Re: [PATCH 5.10] kprobes/x86: Fix kprobe debug exception handling logic

From: Li Huafei
Date: Sat Jul 01 2023 - 04:44:01 EST




On 2023/6/30 13:21, Greg KH wrote:
> On Fri, Jun 30, 2023 at 10:08:45AM +0800, Li Huafei wrote:
>> We get the following crash caused by a null pointer access:
>>
>> BUG: kernel NULL pointer dereference, address: 0000000000000000
>> ...
>> RIP: 0010:resume_execution+0x35/0x190
>> ...
>> Call Trace:
>> <#DB>
>> kprobe_debug_handler+0x41/0xd0
>> exc_debug+0xe5/0x1b0
>> asm_exc_debug+0x19/0x30
>> RIP: 0010:copy_from_kernel_nofault.part.0+0x55/0xc0
>> ...
>> </#DB>
>> process_fetch_insn+0xfb/0x720
>> kprobe_trace_func+0x199/0x2c0
>> ? kernel_clone+0x5/0x2f0
>> kprobe_dispatcher+0x3d/0x60
>> aggr_pre_handler+0x40/0x80
>> ? kernel_clone+0x1/0x2f0
>> kprobe_ftrace_handler+0x82/0xf0
>> ? __se_sys_clone+0x65/0x90
>> ftrace_ops_assist_func+0x86/0x110
>> ? rcu_nocb_try_bypass+0x1f3/0x370
>> 0xffffffffc07e60c8
>> ? kernel_clone+0x1/0x2f0
>> kernel_clone+0x5/0x2f0
>>
>> The analysis reveals that kprobe and hardware breakpoints conflict in
>> the use of debug exceptions.
>>
>> If we set a hardware breakpoint on a memory address and also have a
>> kprobe event to fetch the memory at this address. Then when kprobe
>> triggers, it goes to read the memory and triggers hardware breakpoint
>> monitoring.
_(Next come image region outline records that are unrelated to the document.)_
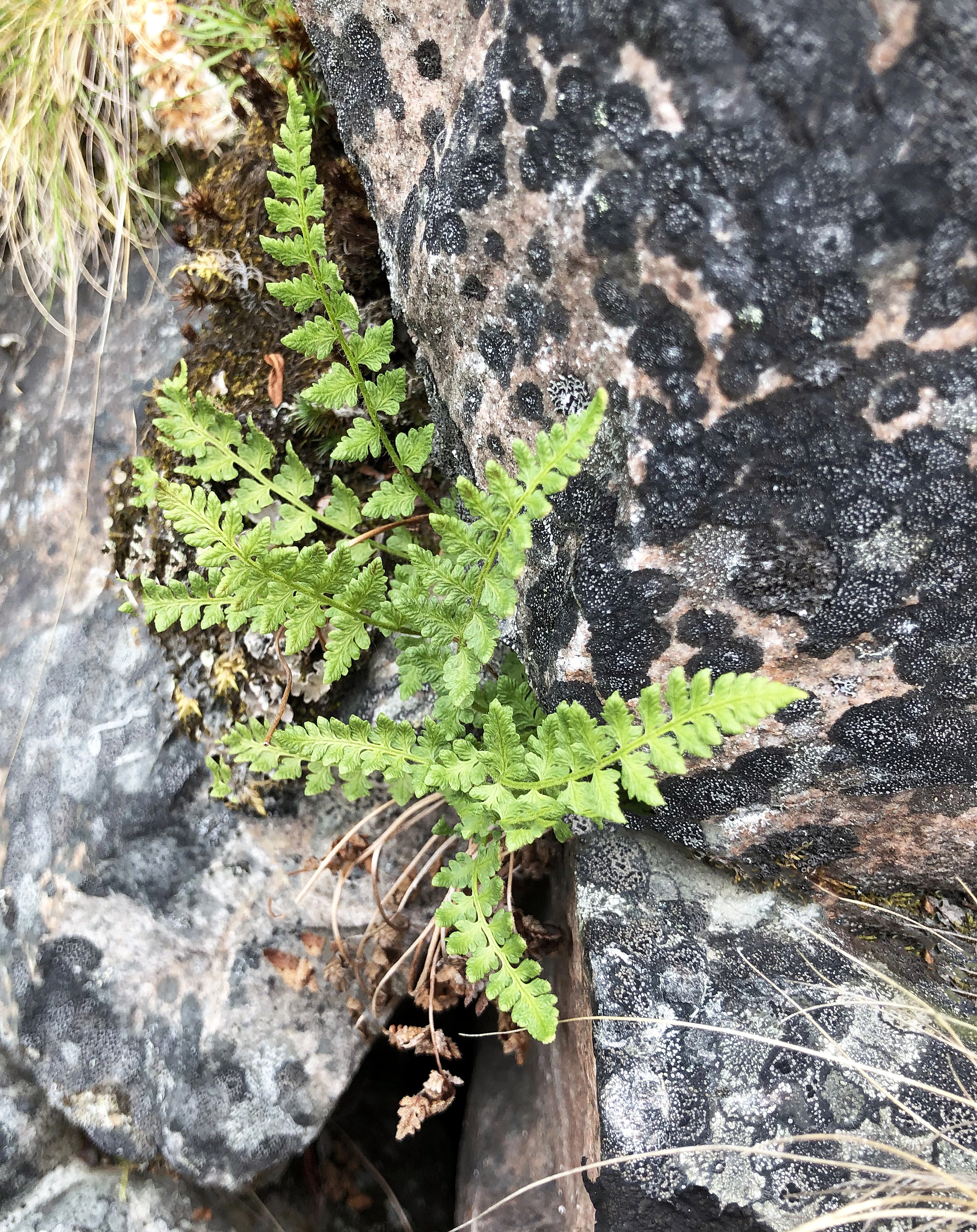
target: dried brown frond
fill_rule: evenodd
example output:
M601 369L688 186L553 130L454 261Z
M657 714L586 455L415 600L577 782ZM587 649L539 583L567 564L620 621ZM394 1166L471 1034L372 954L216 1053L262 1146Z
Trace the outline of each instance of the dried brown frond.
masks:
M400 1100L397 1141L416 1133L429 1116L450 1108L455 1100L455 1088L461 1085L462 1079L450 1074L447 1069L432 1069L416 1095L404 1095Z
M315 972L304 955L288 954L287 950L280 950L274 945L267 946L261 952L292 992L298 993L303 988L308 988L310 992L318 993L319 986L315 982Z
M521 1031L504 1009L499 1010L499 1042L506 1057L515 1057L517 1066L525 1064L531 1045L530 1032Z
M431 1031L428 1026L388 1026L384 1035L391 1044L402 1052L414 1052L416 1056L432 1057L435 1052L440 1057L450 1061L461 1061L461 1048L439 1026L435 1037L431 1040ZM435 1048L436 1045L436 1048Z
M452 958L444 958L437 963L434 976L434 1011L441 1014L446 1009L452 1009L464 997L471 984L464 978L462 967ZM431 984L429 979L421 978L420 986L414 993L414 1004L421 1009L428 1009L431 1004Z
M323 978L330 983L338 993L345 993L347 982L346 972L350 970L349 963L343 957L341 954L334 954L333 957L323 967Z
M214 298L202 282L195 282L189 274L177 276L174 299L181 308L187 312L203 312Z
M265 356L269 368L269 399L272 407L281 407L285 400L285 356L281 351L274 351Z
M368 846L370 843L362 837L362 834L352 834L346 839L343 846L338 848L333 853L333 857L325 867L330 872L339 872L344 864L352 864L359 860Z
M191 188L177 208L180 213L186 214L191 222L197 224L202 222L227 222L227 218L217 208L217 193L207 186Z
M241 92L261 121L276 128L285 115L285 96L262 76L244 52L235 52L228 63L241 75Z
M513 925L526 942L526 952L532 958L545 958L563 945L564 933L558 924L543 924L535 915L513 908Z

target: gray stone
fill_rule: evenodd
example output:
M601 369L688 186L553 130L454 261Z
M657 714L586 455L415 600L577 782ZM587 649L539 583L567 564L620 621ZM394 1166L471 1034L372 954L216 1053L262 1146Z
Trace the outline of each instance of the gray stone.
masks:
M9 411L20 444L7 530L20 538L7 580L16 580L10 595L23 628L12 630L0 659L0 748L12 758L0 1040L52 1109L103 1152L161 1156L193 1180L233 1188L315 1137L365 1053L346 993L323 978L335 875L301 908L293 898L298 870L371 801L266 792L271 816L259 817L211 800L206 748L177 722L164 649L117 611L123 596L105 589L111 557L89 551L103 533L110 460L133 445L133 379L147 388L170 370L171 335L179 340L171 324L161 296L113 317L102 360L108 400L96 408L92 526L83 525L57 626L70 546L53 563L37 552L33 572L16 563L17 543L26 553L55 536L60 551L65 519L81 508L80 429L54 434L43 482L21 468L31 444L51 436L49 351L18 375L23 392ZM127 367L140 346L139 363ZM83 356L65 398L75 418L90 384ZM413 854L411 843L408 833L389 845L382 876ZM370 877L357 872L340 926L361 933L372 910Z
M49 1172L0 1214L0 1232L262 1232L269 1226L243 1198L161 1172L92 1168L80 1159Z
M583 839L577 903L594 1013L607 1016L593 1029L602 1158L739 1148L604 1169L588 1184L598 1230L793 1227L839 1205L832 1190L853 1178L743 1148L803 1135L862 1145L782 1149L898 1167L891 1147L972 1167L960 1095L977 1076L922 1011L945 1005L938 984L901 991L877 958L866 970L839 947L819 908L737 886L652 835Z
M0 1210L84 1146L37 1084L0 1052Z
M801 685L809 703L634 824L761 877L959 893L977 878L966 5L301 7L441 464L482 474L610 393L521 586L541 699L594 708L675 664Z

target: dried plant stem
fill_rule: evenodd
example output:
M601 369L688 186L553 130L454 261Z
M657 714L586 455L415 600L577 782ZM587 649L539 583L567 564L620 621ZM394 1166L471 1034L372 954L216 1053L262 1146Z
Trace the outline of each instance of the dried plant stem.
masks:
M391 970L386 973L386 976L381 979L381 982L373 989L373 995L370 999L370 1013L373 1015L373 1018L377 1016L377 997L379 995L381 988L383 988L383 986L387 983L387 981L389 981L389 979L393 978L393 973L397 971L397 968L400 966L400 963L402 962L407 962L407 960L410 957L411 954L414 954L414 951L424 941L424 939L428 936L428 934L431 931L432 928L434 928L434 915L428 920L428 923L425 924L425 926L424 926L423 931L420 933L420 935L418 936L418 939L415 941L410 942L410 945L407 947L407 950L404 950L404 952L400 955L400 957L397 960L397 962L394 962L391 966ZM361 1014L360 1015L360 1021L362 1021L365 1016L366 1016L365 1014Z
M569 1021L569 1020L566 1020ZM490 1032L494 1034L494 1032ZM885 1168L878 1164L866 1164L857 1163L849 1159L825 1159L823 1156L816 1154L801 1154L793 1151L785 1151L784 1146L795 1145L801 1142L845 1142L848 1145L860 1145L865 1146L872 1151L882 1151L891 1154L893 1158L902 1158L913 1164L912 1169L906 1168ZM960 1214L955 1211L934 1211L933 1207L920 1206L919 1195L917 1196L917 1205L908 1206L904 1209L907 1217L913 1217L909 1215L910 1210L918 1212L923 1217L933 1217L934 1215L943 1220L951 1220L954 1222L961 1223L973 1223L977 1218L977 1189L973 1189L965 1179L954 1177L950 1173L944 1172L931 1164L926 1164L925 1161L918 1159L915 1156L909 1154L906 1151L901 1151L898 1147L891 1147L883 1142L875 1142L871 1138L862 1138L857 1135L851 1133L805 1133L797 1135L795 1137L779 1138L776 1143L770 1145L754 1145L754 1146L740 1146L738 1143L724 1143L724 1142L707 1142L701 1146L684 1146L684 1147L659 1147L655 1151L634 1151L630 1154L612 1156L610 1159L595 1159L589 1163L583 1163L577 1168L564 1168L562 1172L551 1173L548 1177L541 1177L540 1180L530 1181L529 1185L522 1185L520 1189L514 1190L511 1194L506 1194L505 1198L494 1202L492 1206L485 1207L484 1211L478 1211L471 1220L466 1220L463 1223L457 1223L451 1232L464 1232L466 1228L472 1227L478 1220L485 1218L488 1215L494 1215L495 1211L500 1210L506 1204L521 1198L524 1194L530 1194L543 1185L552 1184L556 1180L566 1180L570 1177L580 1177L590 1169L600 1168L620 1168L622 1164L627 1163L641 1163L646 1159L674 1159L681 1156L710 1156L710 1154L739 1154L747 1156L749 1158L768 1158L768 1159L782 1159L786 1163L811 1163L818 1167L830 1167L837 1168L839 1172L849 1173L854 1175L866 1175L876 1177L880 1180L888 1181L890 1184L898 1183L922 1183L929 1184L930 1195L926 1195L933 1201L954 1201L957 1206L965 1206L966 1210ZM939 1181L940 1189L938 1189L935 1181ZM957 1199L947 1199L944 1196L941 1190L962 1191L962 1196ZM856 1205L856 1204L853 1204ZM802 1223L800 1227L795 1228L793 1232L821 1232L823 1228L828 1227L841 1227L845 1223L851 1222L851 1217L846 1214L849 1207L843 1206L838 1211L833 1211L829 1215L819 1216L816 1220L811 1220L807 1223ZM897 1218L903 1215L903 1211L892 1210L888 1212L890 1218ZM865 1216L862 1216L864 1218ZM934 1221L935 1222L935 1221Z
M339 1135L346 1143L346 1146L350 1148L350 1151L352 1151L352 1153L363 1165L363 1168L366 1168L366 1170L370 1173L373 1180L376 1180L376 1183L387 1195L387 1201L391 1204L393 1214L400 1221L400 1227L404 1230L404 1232L414 1232L414 1228L410 1226L410 1220L407 1217L407 1211L398 1201L397 1194L394 1194L393 1189L391 1189L389 1184L387 1183L387 1178L383 1175L383 1173L376 1167L376 1164L370 1162L370 1159L363 1153L361 1147L359 1147L357 1143L352 1141L352 1138L349 1136L349 1133L346 1133L345 1130L339 1130Z
M329 851L326 851L326 854L322 857L322 860L319 861L319 867L313 872L313 875L309 877L309 880L306 882L302 890L299 890L299 892L296 894L296 903L302 902L302 899L306 897L306 894L308 894L308 892L312 890L312 887L315 885L319 877L322 877L322 875L326 871L336 851L341 850L344 844L349 843L349 840L354 837L354 834L359 834L365 825L368 825L375 817L378 817L381 813L386 812L395 803L397 803L395 800L384 800L382 804L377 804L376 808L371 808L370 812L365 813L355 825L351 825L350 829L347 829L345 834L336 843L334 843L333 846L329 849Z

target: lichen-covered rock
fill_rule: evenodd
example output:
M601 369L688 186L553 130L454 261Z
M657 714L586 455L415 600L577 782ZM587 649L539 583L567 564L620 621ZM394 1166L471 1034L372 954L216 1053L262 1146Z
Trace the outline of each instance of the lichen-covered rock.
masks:
M179 355L166 297L138 307L136 291L137 304L116 309L108 334L91 525L53 637L44 626L86 474L85 434L69 429L89 405L91 363L83 355L75 366L64 430L46 423L49 350L18 375L22 395L7 407L18 442L9 460L10 542L20 554L11 553L5 584L23 627L11 622L0 659L0 749L4 764L12 758L0 848L0 1037L51 1109L105 1153L161 1156L191 1179L233 1188L315 1137L365 1053L346 1007L352 989L324 978L335 876L301 909L293 897L294 875L370 802L308 800L275 785L264 803L250 797L267 811L261 817L211 800L205 747L171 700L172 660L137 617L117 611L123 596L105 589L111 557L90 551L90 538L105 533L106 458L133 447L133 397ZM32 460L31 442L52 436ZM18 564L27 543L38 557L30 570ZM169 652L177 667L192 657L172 638ZM389 845L381 873L400 866L411 841ZM362 931L372 910L368 873L357 872L340 925ZM38 1111L38 1169L43 1124Z
M0 1211L0 1232L260 1232L267 1218L240 1198L166 1173L55 1168Z
M0 1210L84 1146L37 1084L0 1052Z
M763 876L977 877L972 5L303 14L445 464L610 392L525 579L542 699L675 663L812 695L636 824Z
M818 1159L901 1167L886 1147L970 1168L960 1098L973 1067L918 1011L938 986L917 984L913 1008L885 968L875 977L838 947L817 908L736 886L657 835L584 839L577 904L594 1013L609 1016L594 1025L602 1157L740 1148L602 1170L588 1184L599 1232L718 1220L781 1232L867 1179ZM742 1151L777 1138L814 1162Z

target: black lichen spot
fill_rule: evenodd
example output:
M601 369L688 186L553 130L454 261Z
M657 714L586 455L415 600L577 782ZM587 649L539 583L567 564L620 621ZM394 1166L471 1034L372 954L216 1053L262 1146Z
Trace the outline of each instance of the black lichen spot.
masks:
M558 342L566 342L570 333L570 314L558 299L546 306L546 328Z
M505 293L505 309L515 322L522 359L529 362L540 346L546 307L537 291L522 282L514 282Z
M625 253L634 246L634 222L644 203L641 179L609 171L584 202L584 239L589 253Z
M429 81L437 81L441 76L441 48L432 38L425 38L414 48L414 59L418 62L418 73Z
M340 129L372 140L373 115L389 103L391 79L377 32L361 14L354 14L328 58L330 96Z
M617 144L626 150L633 149L651 116L648 100L641 86L630 81L612 85L604 101L604 112L607 128Z
M515 392L514 403L517 415L549 426L549 420L543 411L543 392L532 381L522 381L520 383Z
M549 248L546 239L536 232L526 245L526 256L530 260L530 269L537 278L548 278L553 272L553 262L549 257Z
M612 525L612 501L607 504L602 513ZM590 626L588 652L598 692L637 697L648 686L649 667L669 644L653 617L675 604L678 584L659 569L622 569L610 543L585 538L573 565L573 593Z
M720 388L738 402L756 392L756 381L769 368L774 355L770 346L749 330L740 330L729 342L720 363Z
M520 124L535 124L546 106L546 86L542 73L529 58L525 39L517 36L505 39L499 75L511 83L513 116Z
M516 340L500 325L483 325L478 331L478 350L482 359L495 373L503 389L509 388L513 365L516 361Z
M652 376L659 372L694 373L705 352L691 317L673 304L659 287L646 283L638 296L638 328L627 344L627 357Z
M485 256L492 261L504 261L505 260L505 240L501 235L495 232L485 232Z
M440 107L426 112L420 122L420 134L428 145L434 145L445 131L445 113Z
M908 410L915 410L918 403L919 389L915 382L908 377L899 377L882 391L875 408L875 418L887 424Z
M764 652L759 642L752 637L731 637L728 642L706 643L699 654L689 659L685 670L691 676L708 668L716 679L727 671L759 671L763 663Z
M724 642L733 636L734 630L733 617L728 612L711 611L707 607L691 607L675 626L675 632L686 646Z
M627 329L637 324L638 302L620 282L606 275L594 283L594 299L601 317L609 325Z
M575 415L583 410L590 400L590 391L586 381L578 377L575 372L561 372L553 377L546 387L553 414L561 419L567 415Z
M469 274L461 285L461 293L466 299L484 301L488 298L488 287L474 274Z

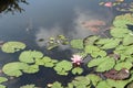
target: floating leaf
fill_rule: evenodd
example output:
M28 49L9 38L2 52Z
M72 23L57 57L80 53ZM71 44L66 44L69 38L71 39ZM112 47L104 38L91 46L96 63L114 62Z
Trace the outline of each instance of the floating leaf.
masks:
M1 82L4 82L4 81L8 81L8 78L6 78L6 77L0 77L0 84L1 84Z
M96 67L96 72L110 70L111 68L114 67L114 65L115 65L115 59L106 57L106 59Z
M70 44L73 48L83 50L83 40L72 40Z
M34 63L34 59L41 58L43 54L38 51L24 51L20 54L19 61L23 63Z
M93 45L95 41L98 41L100 37L99 36L88 36L83 40L84 45Z
M79 76L72 80L72 84L75 88L88 88L90 86L90 79L84 76Z
M129 34L123 38L123 45L130 45L130 44L133 44L133 35Z
M33 74L33 73L39 72L39 66L38 65L29 65L22 72L28 73L28 74Z
M100 52L100 48L98 46L94 45L86 45L84 48L85 53L93 53L93 52Z
M58 63L57 59L51 59L48 56L44 56L43 58L35 59L37 65L43 65L44 67L53 67L55 63Z
M113 21L113 25L116 28L127 28L126 24L133 24L133 15L131 13L117 15Z
M73 75L76 75L76 74L80 75L82 73L83 73L83 69L81 67L75 67L75 68L72 69Z
M6 64L2 68L3 73L8 76L16 76L19 77L22 75L22 69L27 69L28 65L20 62L9 63Z
M1 50L6 53L14 53L24 48L25 44L22 42L7 42L1 47Z
M72 63L68 61L59 62L54 66L54 70L57 70L57 73L60 75L68 75L68 72L71 70L71 68L72 68Z
M110 85L108 85L108 82L105 80L100 81L95 88L103 88L103 87L104 88L112 88L112 87L110 87Z
M133 65L132 65L132 63L130 63L130 62L122 62L122 63L117 63L117 64L114 66L114 68L115 68L116 70L121 70L122 68L130 69L132 66L133 66Z
M109 48L114 48L120 44L121 40L120 38L104 38L104 40L99 40L96 44L101 45L101 48L103 50L109 50Z
M94 59L91 59L88 64L88 67L94 67L94 66L98 66L100 65L102 62L104 62L106 58L94 58Z
M113 68L115 59L111 57L95 58L89 62L88 67L96 67L96 72L105 72Z
M96 76L94 74L86 75L86 77L91 80L93 86L96 86L98 82L102 80L100 76Z
M38 88L38 87L35 87L35 85L25 85L21 86L20 88Z
M6 86L3 86L3 85L0 85L0 88L7 88Z
M110 33L113 37L124 37L130 33L130 30L124 28L113 28Z
M59 81L54 81L51 88L63 88Z

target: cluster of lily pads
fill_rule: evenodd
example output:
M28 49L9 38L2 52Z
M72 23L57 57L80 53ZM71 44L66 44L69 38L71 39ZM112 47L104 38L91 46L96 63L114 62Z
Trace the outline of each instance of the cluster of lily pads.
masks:
M7 76L20 77L23 73L38 73L39 66L43 66L53 68L58 75L73 74L76 76L66 86L55 81L48 84L48 88L131 88L133 85L133 32L129 30L129 25L133 25L133 14L126 13L114 19L113 26L110 29L111 37L91 35L85 38L71 40L66 44L70 44L70 48L76 52L70 61L58 61L40 51L24 50L27 45L22 42L7 42L1 51L4 53L20 52L20 55L18 62L6 64L2 72ZM90 61L84 62L88 58ZM93 72L84 76L82 65ZM3 81L8 79L0 77L0 84ZM6 88L6 86L0 85L0 88ZM39 87L27 85L20 88Z

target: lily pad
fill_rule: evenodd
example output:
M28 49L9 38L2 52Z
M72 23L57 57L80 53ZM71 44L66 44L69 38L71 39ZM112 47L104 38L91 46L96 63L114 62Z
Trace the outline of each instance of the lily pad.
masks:
M111 57L95 58L89 62L88 67L96 66L96 72L105 72L113 68L115 59Z
M126 24L133 24L133 15L131 13L117 15L113 21L113 25L116 28L127 28Z
M4 82L4 81L8 81L8 78L6 78L6 77L0 77L0 84L1 84L1 82Z
M22 42L7 42L1 47L2 52L4 53L14 53L24 48L25 44Z
M54 70L60 75L68 75L69 70L72 69L72 63L62 61L55 64Z
M91 35L88 36L83 40L84 45L93 45L95 43L95 41L98 41L100 38L100 36L95 36L95 35Z
M125 37L131 31L124 28L113 28L110 33L113 37Z
M35 87L35 85L25 85L21 86L20 88L38 88L38 87Z
M80 75L82 73L83 73L83 69L81 67L75 67L75 68L72 69L73 75L76 75L76 74Z
M102 80L100 76L94 75L94 74L86 75L86 77L91 80L93 86L96 86L98 82Z
M54 81L51 88L63 88L59 81Z
M104 40L99 40L96 44L101 45L101 48L103 50L110 50L116 47L122 40L120 38L104 38Z
M83 40L72 40L70 44L73 48L83 50Z
M6 64L2 68L3 73L8 76L19 77L22 75L22 69L27 69L29 66L25 63L13 62Z
M22 72L28 73L28 74L34 74L39 72L39 66L38 65L29 65L27 68L24 68Z
M133 35L129 34L123 38L123 45L130 45L130 44L133 44Z
M42 58L35 59L37 65L43 65L44 67L53 67L58 63L57 59L51 59L48 56L44 56Z
M130 69L132 66L133 66L133 65L132 65L132 63L130 63L130 62L121 62L121 63L117 63L117 64L114 66L114 68L115 68L116 70L121 70L122 68Z
M0 88L7 88L6 86L3 86L3 85L0 85Z
M78 76L72 80L75 88L88 88L90 86L90 79L84 76Z
M34 59L43 57L43 54L38 51L24 51L20 54L19 61L23 63L34 63Z

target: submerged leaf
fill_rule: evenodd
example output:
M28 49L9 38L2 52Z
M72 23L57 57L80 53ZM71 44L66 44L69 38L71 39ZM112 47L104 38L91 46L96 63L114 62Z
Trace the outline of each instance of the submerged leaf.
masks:
M41 58L43 54L38 51L24 51L20 54L19 61L23 63L34 63L34 59Z
M14 52L18 52L20 50L24 50L25 44L22 42L7 42L2 45L1 48L6 53L14 53Z
M8 76L19 77L22 75L22 69L27 69L28 65L25 63L14 62L6 64L2 68L3 73Z

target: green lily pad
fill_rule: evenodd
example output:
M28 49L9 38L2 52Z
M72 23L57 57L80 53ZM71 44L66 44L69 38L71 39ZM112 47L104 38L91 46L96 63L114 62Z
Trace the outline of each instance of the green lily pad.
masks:
M58 63L57 59L51 59L48 56L44 56L43 58L40 59L35 59L37 65L43 65L44 67L53 67L55 63Z
M0 77L0 84L1 84L1 82L4 82L4 81L8 81L8 78L6 78L6 77Z
M98 84L98 86L95 88L112 88L110 85L108 85L108 82L105 80L102 80Z
M113 37L125 37L131 31L123 28L113 28L110 33Z
M70 44L73 48L83 50L83 40L72 40Z
M89 62L88 67L96 66L96 72L105 72L113 68L115 59L111 57L95 58Z
M131 13L117 15L113 21L113 25L116 28L127 28L126 24L133 24L133 15Z
M100 76L94 75L94 74L86 75L86 77L91 80L93 86L96 86L98 82L102 80Z
M1 47L2 52L4 53L14 53L24 48L25 44L22 42L7 42Z
M19 77L22 75L22 69L27 69L29 66L25 63L14 62L6 64L2 68L3 73L8 76Z
M7 88L6 86L3 86L3 85L0 85L0 88Z
M93 45L95 43L95 41L98 41L100 38L100 36L95 36L95 35L91 35L88 36L83 40L84 45Z
M55 64L54 70L60 75L68 75L69 70L72 69L72 63L62 61Z
M121 41L122 40L120 40L120 38L106 38L106 40L103 38L103 40L99 40L96 42L96 44L100 44L101 48L103 48L103 50L109 50L109 48L116 47Z
M27 68L24 68L22 72L28 73L28 74L34 74L39 72L39 66L38 65L29 65Z
M114 68L115 68L116 70L121 70L122 68L130 69L132 66L133 66L133 65L132 65L132 63L130 63L130 62L121 62L121 63L117 63L117 64L114 66Z
M24 51L20 54L19 61L23 63L34 63L34 59L43 57L43 54L38 51Z
M21 86L20 88L38 88L38 87L35 87L35 85L25 85Z
M76 75L76 74L80 75L82 73L83 73L83 69L81 67L75 67L75 68L72 69L73 75Z
M90 79L84 76L78 76L72 80L75 88L88 88L90 86Z
M123 45L130 45L130 44L133 44L133 35L129 34L123 38Z
M51 88L63 88L59 81L54 81Z

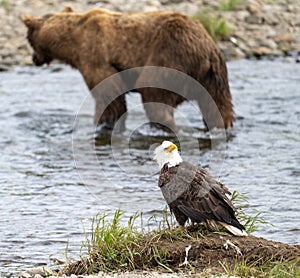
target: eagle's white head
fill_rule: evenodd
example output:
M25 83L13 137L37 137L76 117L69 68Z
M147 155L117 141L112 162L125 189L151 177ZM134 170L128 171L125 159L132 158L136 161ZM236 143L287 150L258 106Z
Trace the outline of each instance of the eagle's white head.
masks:
M177 146L170 141L163 141L162 144L154 150L153 159L157 161L159 169L166 163L168 163L169 167L173 167L182 162Z

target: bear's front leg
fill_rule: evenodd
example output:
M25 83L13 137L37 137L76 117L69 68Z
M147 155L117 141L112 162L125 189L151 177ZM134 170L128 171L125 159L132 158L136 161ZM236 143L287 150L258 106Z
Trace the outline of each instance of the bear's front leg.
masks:
M114 132L123 132L125 130L126 113L125 94L109 103L104 111L103 99L97 98L94 117L97 133L111 133L113 130Z
M170 93L156 88L139 89L142 101L150 124L167 132L177 132L174 122L174 107L176 100L172 102ZM164 97L162 97L162 94Z

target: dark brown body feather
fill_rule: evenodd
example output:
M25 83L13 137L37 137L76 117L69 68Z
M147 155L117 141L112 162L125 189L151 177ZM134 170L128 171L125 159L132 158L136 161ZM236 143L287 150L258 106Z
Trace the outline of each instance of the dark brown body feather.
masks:
M236 219L235 208L226 196L231 194L228 188L201 167L185 161L170 168L165 164L158 186L181 226L188 219L197 223L215 220L245 229Z

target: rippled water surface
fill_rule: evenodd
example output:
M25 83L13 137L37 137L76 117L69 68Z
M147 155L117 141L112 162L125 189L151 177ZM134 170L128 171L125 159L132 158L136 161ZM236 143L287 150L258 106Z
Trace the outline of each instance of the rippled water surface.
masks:
M266 212L274 226L255 235L299 244L300 64L235 61L228 67L234 130L222 142L199 129L199 111L184 104L176 111L182 155L214 165L214 175L246 193L252 209ZM93 138L93 101L77 71L52 65L0 73L0 274L64 260L67 244L76 257L83 224L98 212L141 210L147 217L164 208L151 161L161 138L147 137L155 131L140 126L139 95L127 101L127 131L113 137L111 148L108 139Z

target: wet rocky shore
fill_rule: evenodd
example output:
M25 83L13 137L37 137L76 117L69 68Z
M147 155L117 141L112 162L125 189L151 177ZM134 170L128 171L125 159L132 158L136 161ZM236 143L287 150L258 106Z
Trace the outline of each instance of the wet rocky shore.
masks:
M229 2L239 2L230 6ZM43 15L58 12L65 5L84 12L93 7L114 11L173 10L188 15L199 12L221 17L231 30L218 41L227 60L293 55L299 62L300 2L298 0L0 0L0 70L32 64L32 50L20 14Z

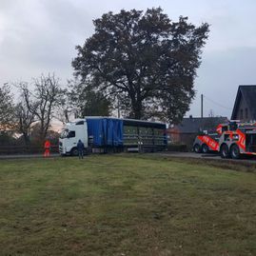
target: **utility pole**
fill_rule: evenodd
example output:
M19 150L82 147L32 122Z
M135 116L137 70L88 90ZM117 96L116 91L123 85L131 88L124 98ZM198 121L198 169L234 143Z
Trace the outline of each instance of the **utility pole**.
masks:
M119 95L117 95L117 117L120 118L120 102L119 102Z
M204 117L203 99L204 99L204 95L201 94L201 118Z

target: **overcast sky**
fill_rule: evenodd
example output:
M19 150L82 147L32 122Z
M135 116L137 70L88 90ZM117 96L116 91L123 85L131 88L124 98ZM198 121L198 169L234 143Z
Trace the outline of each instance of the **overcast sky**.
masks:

This time, since kprobe handles debug exceptions earlier
>> than hardware breakpoints, it will cause kprobe to incorrectly assume
>> that the exception is a kprobe trigger.
>>
>> Notice that after the mainline commit 6256e668b7af ("x86/kprobes: Use
>> int3 instead of debug trap for single-step"), kprobe no longer uses
>> debug trap, avoiding the conflict with hardware breakpoints here. This
>> commit is to remove the IRET that returns to kernel, not to fix the
>> problem we have here. Also there are a bunch of merge conflicts when
>> trying to apply this commit to older kernels, so fixing it directly in
>> older kernels is probably a better option.
>
> What is the list of commits that it would take to resolve this in these
> kernels? We would almost always prefer to do that instead of taking
> changes that are not upstream.

I have sorted out that for 5.10 there are 9 patches that need to be
backported:

#9 8924779df820 ("x86/kprobes: Fix JNG/JNLE emulation")
#8 dec8784c9088 ("x86/kprobes: Update kcb status flag after singlestepping")
#7 2304d14db659 ("x86/kprobes: Move 'inline' to the beginning of the kprobe_is_ss() declaration")
#6 2f706e0e5e26 ("x86/kprobes: Fix to identify indirect jmp and others using range case")
#5 6256e668b7af ("x86/kprobes: Use int3 instead of debug trap for single-step")
#4 a194acd316f9 ("x86/kprobes: Identify far indirect JMP correctly")
#3 d60ad3d46f1d ("x86/kprobes: Retrieve correct opcode for group instruction")
#2 abd82e533d88 ("x86/kprobes: Do not decode opcode in resume_execution()")
#1 e689b300c99c ("kprobes/x86: Fix fall-through warnings for Clang e689b300c99c")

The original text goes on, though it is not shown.